Freshippo X membership stores began closing successively from April this year; domestic warehouse membership store Fudi pivoted to "organic retail" new formats, and membership store businesses upgraded by traditional supermarkets like Carrefour, Yonghui, and RT-Mart mostly failed to make waves.
Sam's Club's product selection structure and explosive single products have been repeatedly studied, but not everyone has Sam's Club's dominance when facing brands and suppliers.
At Sam's Club, konjac snacks must add porcini mushrooms, Qiaqia must rename to Chacheer, and Liuliumei and Yanjinpuzi overnight upgraded their heritage, elevating raspberries and quail eggs to "Royal Plums" and "Egg Royalty." Orion had to reduce sugar by 80% just to earn an entry ticket, only to be expelled by defensive members for "insufficient tone."
Even weather-dependent fresh categories must undergo military training upon arrival. Durian flesh yield must exceed 40%, eel fat is strictly controlled between 15%-18%, apple diameter error cannot exceed 5mm, and even carrot curvature has requirements.
Swiss rolls selling 1 billion yuan annually became sourcing for specialty coffee shops. After domestic competitors paid tribute in circles, they despairingly discovered that achieving equivalent quality and profit would require 30% price increases.
This high quality at low prices based on vertical supply chain integration capability is the most difficult part of Sam's Club to imitate.
In 2023, Freshippo's aggressive transformation with its "753 pricing system" (KA, self-operated, and near-expiry products priced at 70%, 50%, and 30% of market prices respectively) forced Wang Xiaolu to lead the exodus. Hou Yi himself retired before achieving success, later critiquing peers a year later: "Future competition is supply chain competition, but China's retail industry hasn't even mastered domestic sourcing yet."
The halfway-house East Buy is also within shooting range.
Complaints about moldy peaches and foreign objects in ham sausages continue, and mistaking farmed shrimp for 100% wild Ecuadorian white shrimp was quite an oversight.
The "private brand" of OEM manufacturing even allowed peer Xinba to seize the moral high ground, delivering face-to-face criticism about 6-yuan corn and 70% profit margin sausages.
But for East Buy, the biggest difficulty in achieving "Chinese Sam's Club" lies not in Sam's Club, but in China.
Supermarket retail is a business that lives on scale. The top three supermarket brands in the US collectively occupy 80% market share, while China's top three combined account for less than 10%.
Vast and dispersed regional demand combined with extremely rich product supply has created China's retail industry's special ecology of "big market, small companies," trapping scale-dependent retailers in scale-up difficulties.
Yonghui Superstores, which went the furthest as the "first fresh food stock," struggled for thirty years only to reach a dead end with over 9 billion yuan losses in four years and 227 store closures in six months under siege from e-commerce and segmented formats.

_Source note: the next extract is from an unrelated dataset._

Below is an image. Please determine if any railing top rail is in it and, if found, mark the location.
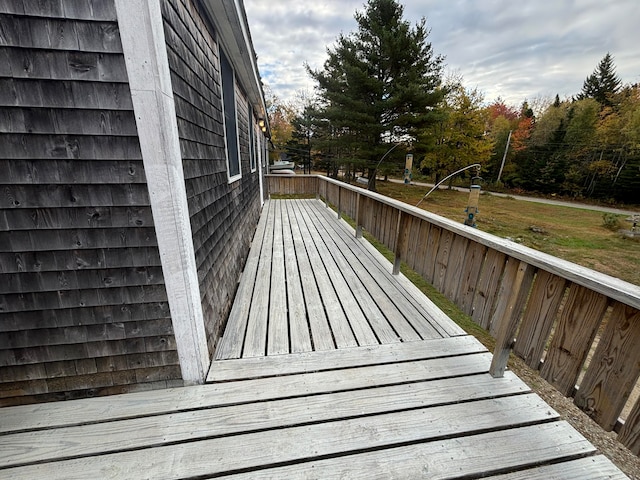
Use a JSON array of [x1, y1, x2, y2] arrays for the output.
[[273, 175, 640, 310]]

Despite adjustment and renovation trends, its 50 billion yuan market value is less than half its peak.
Compared to Walmart and Costco, Chinese retail companies generally have lower valuations. Everyone knows how tough this industry is. Most of East Buy's 40 billion yuan valuation consists of encouragement points for transformation expectations.

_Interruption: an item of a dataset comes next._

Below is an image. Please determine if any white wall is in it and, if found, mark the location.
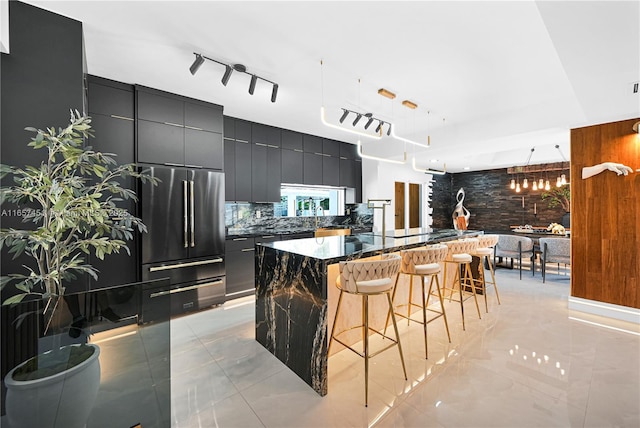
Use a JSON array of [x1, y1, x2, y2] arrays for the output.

To summarize East Buy's situation in one sentence: choosing difficult mode, navigating hell track.
With Yonghui struggling despite having over 100 million registered users and over 10 million monthly active online users, East Buy, with only 6 million registered users and revenue one-fifteenth of the former, can at best hope for another version of small but beautiful.
But the most important thing about coming out to play is actually coming out. The education company that fell to rock bottom and the livestreaming agency embroiled in controversy have finally found a way to survive a little longer.